Top technologists are portraying a dystopian landscape in 2024 in which misinformation and disinformation proliferate with a speed and ease that means "you can't trust anything that you see or hear," as former Google CEO Eric Schmidt puts it.
Mayor Suarez launches an artificial intelligence chatbot for his presidential campaign (AP)
“Hi, I’m AI Francis Suarez,” the bot says to introduce itself, its mouth moving in a way that’s not quite human. “You’ve probably heard that my namesake, conservative Miami Mayor Francis Suarez, is running for president. I’m here to answer questions you may have about Mayor Suarez’s proven agenda for economic prosperity, cutting spending and supporting our police. So, how can I help?”
Other notable news
Sarah Silverman Sues OpenAI and Meta Over Copyright Infringement (New York Times)
In our last newsletter we wrote about the beginning of what we expect to be a wave of class-action lawsuits around copyright infringement, and this week another big name added hers to two suits accusing OpenAI and Meta of illegally using her work to train their models. Sarah Silverman joins bestselling-authors Christopher Golden and Richard Kadrey in the two class-action suits. Since these suits take years to wind their way through courts we don’t expect resolution anytime soon, but the wave of lawsuits is likely to impact tech’s regulatory and legal strategies.
Inside the White-Hot Center of A.I. Doomerism (New York Times)
But the difference is that Anthropic’s employees aren’t just worried that their app will break, or that users won’t like it. They’re scared — at a deep, existential level — about the very idea of what they’re doing: building powerful A.I. models and releasing them into the hands of people, who might use them to do terrible and destructive things.

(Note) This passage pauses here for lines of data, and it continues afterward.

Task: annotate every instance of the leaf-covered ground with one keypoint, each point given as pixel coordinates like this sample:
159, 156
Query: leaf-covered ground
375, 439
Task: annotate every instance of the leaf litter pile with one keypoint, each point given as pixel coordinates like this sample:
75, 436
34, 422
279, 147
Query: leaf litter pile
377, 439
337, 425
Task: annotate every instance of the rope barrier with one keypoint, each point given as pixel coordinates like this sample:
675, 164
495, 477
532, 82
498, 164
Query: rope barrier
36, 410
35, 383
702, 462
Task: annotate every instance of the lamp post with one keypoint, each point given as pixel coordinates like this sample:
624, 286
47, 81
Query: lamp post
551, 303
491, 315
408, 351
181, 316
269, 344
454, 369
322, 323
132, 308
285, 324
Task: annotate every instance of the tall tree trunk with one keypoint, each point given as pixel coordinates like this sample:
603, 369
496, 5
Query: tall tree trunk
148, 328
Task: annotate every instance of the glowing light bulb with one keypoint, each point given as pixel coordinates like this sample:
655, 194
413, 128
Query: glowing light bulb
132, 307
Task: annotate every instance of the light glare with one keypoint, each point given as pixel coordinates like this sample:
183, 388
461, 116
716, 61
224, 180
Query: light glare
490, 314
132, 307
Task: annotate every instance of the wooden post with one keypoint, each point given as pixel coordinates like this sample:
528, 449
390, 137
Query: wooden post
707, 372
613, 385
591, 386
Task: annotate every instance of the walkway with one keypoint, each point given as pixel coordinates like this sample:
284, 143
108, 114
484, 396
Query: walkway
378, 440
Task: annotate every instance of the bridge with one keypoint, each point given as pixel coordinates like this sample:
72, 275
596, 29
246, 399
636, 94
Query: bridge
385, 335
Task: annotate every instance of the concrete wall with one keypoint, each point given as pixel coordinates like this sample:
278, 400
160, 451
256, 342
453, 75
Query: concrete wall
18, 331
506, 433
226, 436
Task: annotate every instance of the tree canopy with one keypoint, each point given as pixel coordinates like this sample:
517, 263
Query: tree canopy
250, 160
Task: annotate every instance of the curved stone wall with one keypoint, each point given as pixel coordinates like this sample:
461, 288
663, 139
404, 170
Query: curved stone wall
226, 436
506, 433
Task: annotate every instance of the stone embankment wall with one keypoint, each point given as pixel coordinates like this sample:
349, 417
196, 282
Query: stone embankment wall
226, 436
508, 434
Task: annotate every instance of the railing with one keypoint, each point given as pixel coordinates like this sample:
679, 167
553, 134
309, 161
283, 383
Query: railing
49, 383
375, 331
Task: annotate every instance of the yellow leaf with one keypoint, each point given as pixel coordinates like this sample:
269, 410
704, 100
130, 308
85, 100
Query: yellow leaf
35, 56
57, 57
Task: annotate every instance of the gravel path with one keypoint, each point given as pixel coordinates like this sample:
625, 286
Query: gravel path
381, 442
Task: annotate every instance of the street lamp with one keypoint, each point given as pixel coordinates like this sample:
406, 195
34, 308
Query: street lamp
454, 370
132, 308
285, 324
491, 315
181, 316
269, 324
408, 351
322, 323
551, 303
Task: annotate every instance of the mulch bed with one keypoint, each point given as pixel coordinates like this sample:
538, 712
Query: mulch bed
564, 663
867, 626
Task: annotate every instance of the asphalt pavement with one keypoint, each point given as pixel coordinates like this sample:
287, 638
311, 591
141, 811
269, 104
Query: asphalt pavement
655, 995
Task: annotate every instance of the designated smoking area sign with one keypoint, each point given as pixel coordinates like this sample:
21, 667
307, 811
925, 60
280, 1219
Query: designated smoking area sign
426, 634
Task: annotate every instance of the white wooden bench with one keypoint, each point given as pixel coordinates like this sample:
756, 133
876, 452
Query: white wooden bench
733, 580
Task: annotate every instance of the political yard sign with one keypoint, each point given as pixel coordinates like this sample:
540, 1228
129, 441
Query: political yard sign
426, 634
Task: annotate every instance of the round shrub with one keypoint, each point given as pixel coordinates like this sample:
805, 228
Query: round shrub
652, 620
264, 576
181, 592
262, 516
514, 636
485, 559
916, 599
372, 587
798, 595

ChatGPT loses users for first time, shaking faith in AI revolution (The Washington Post)
Headline is a bit much, but nonetheless:
Mobile and desktop traffic to ChatGPT’s website worldwide fell 9.7 percent in June from the previous month, according to internet data firm Similarweb. Downloads of the bot’s iPhone app, which launched in May, have also steadily fallen since peaking in early June, according to data from Sensor Tower.
Humans may be more likely to believe disinformation generated by AI
Disinformation generated by AI may be more convincing than disinformation written by humans, a new study suggests. The research found that people were 3% less likely to spot false tweets generated by AI than those written by humans.
AI and the automation of work (Benedict Evans)
We know (or should know), empirically, that there always have been those new jobs in the past, and that they weren’t predictable either: no-one in 1800 would have predicted that in 1900 a million Americans would work on ‘railways’ and no-one in 1900 would have predicted ‘video post-production’ or ‘software engineer’ as employment categories. But it seems insufficient to take it on faith that this will happen now just because it always has in the past. How do you know it will happen this time? Is this different?